Trump longs to be Oz the Great and Powerful, magically unleashing the power of the economy, or perhaps Harrison Ford in the film “Air Force One,” bashing the nation’s foreign enemies and kicking them off the plane. Alas, he’s more like Zaphod Beeblebrox, the fictional president of the galaxy in Douglas Adams’s geek classic “The Hitchhiker’s Guide to the Galaxy.” The election of Beeblebrox was seen by many “as the clinching proof that the whole of known creation had finally gone bananas.” 1  Beeblebrox was an ex-hippie (okay, that part doesn’t apply) whom Adams describes as a “manic self-publicist, terribly bad at personal relationships, often thought to be completely out to lunch.” He was ideal for the post because he was “an infuriating but fascinating character.” Writes Adams: “His job is not to wield power but to draw attention away from it.”

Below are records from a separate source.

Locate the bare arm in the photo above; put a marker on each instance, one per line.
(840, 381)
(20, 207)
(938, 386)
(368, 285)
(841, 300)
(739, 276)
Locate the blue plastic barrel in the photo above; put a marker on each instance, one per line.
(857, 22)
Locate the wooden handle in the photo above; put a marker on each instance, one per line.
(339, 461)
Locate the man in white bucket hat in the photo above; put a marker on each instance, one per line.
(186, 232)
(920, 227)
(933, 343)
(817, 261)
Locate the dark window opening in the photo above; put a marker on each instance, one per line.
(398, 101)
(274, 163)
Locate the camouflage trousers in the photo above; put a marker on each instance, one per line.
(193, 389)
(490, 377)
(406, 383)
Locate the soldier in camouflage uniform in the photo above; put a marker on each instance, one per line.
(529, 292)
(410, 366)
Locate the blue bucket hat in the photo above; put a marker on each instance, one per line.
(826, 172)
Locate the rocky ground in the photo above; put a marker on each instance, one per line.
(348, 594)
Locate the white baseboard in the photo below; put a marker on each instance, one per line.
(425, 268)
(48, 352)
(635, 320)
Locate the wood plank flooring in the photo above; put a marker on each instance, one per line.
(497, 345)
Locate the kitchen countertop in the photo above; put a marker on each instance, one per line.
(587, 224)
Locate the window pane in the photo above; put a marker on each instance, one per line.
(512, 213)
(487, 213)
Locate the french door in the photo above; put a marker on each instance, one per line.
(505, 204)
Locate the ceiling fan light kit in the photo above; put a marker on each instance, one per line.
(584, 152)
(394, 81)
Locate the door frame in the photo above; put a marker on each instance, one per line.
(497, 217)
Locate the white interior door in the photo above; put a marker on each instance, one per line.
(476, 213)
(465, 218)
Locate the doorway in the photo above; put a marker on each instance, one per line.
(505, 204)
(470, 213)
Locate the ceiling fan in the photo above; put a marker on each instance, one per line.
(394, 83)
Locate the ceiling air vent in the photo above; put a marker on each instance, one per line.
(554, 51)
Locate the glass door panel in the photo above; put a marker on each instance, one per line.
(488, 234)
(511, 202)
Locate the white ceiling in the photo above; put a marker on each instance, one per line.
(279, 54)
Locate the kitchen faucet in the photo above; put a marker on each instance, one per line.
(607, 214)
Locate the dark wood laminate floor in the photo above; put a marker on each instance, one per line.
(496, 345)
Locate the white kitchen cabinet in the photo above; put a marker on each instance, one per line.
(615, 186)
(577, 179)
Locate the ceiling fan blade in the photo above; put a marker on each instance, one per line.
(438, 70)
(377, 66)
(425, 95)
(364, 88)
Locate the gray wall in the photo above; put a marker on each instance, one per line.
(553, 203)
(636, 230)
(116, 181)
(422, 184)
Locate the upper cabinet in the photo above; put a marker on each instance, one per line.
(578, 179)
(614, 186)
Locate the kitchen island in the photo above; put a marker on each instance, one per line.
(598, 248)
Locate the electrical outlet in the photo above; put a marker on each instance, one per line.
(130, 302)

Just consider the amount of airtime that has been occupied by deep analyses of each presidential utterance about the Charlottesville attack. Commentators keep asserting that Trump should say something different, something better, something richer and more unifying. But he cannot, and we know he cannot. He entirely lacks the capacity for grace. He hasn’t a clue what it takes to pull a country together, and I’m not sure he would do it if he could. Trump’s commentary on Charlottesville has been like his commentary on much else: scattershot, unthoughtful, belligerent, offensive and wrong.

Yet we go on asking him to say more, whereas in a saner country we would ignore him. By the Beeblebrox standard, Trump has done his job of distracting us from serious debates over policy. Try to find in-depth coverage of the Interior Department’s decision to revoke the Obama administration’s rule raising royalties for coal mined on federal and tribal lands, or of the Trump administration’s proposal for sharp restrictions on the ability of the Food and Drug Administration to hire foreign nationals, or of the debate over whether Germany, in the wake of Trump’s criticism, will or will not increase defense spending. You can dig up information, but you have to go looking for it. In this sense, news reporting has become a casualty in the Trump era. Like Beeblebrox, he is infuriating yet fascinating. It’s hard to turn away. 

But it’s time to try. The news media would do better to start ignoring the man in the Oval Office—ignoring, at least, most of what he has to say. Journalists should by all means cover what the president and his appointees actually do, particularly at the level of regulation. But the nonstop coverage of his every silly or venal remark leaves little room for conversation about what his administration is doing­—and yet it is those acts, not his words, that will have a lasting effect on the nation. So let’s stop wasting energy deconstructing his tweets and start the important democratic work of debating his policies.

I’m no leftie, and I’ve never thought of myself as part of the anti-Trump resistance, which is a bit too morally smug for my taste. And regular readers know that I have little use for the argument ad hominem. But enough is enough. I’m glad the president didn’t speak at the service for Heather Heyer. I’m also glad that the news media have somewhat underreported his too-little, too-late tweet about what a wonderful woman she was. She clearly was—but it’s time to stop caring about whether Trump says so. If we pay less attention to the utterances of the graceless vulgarian in the White House, perhaps the nation can indeed begin to heal.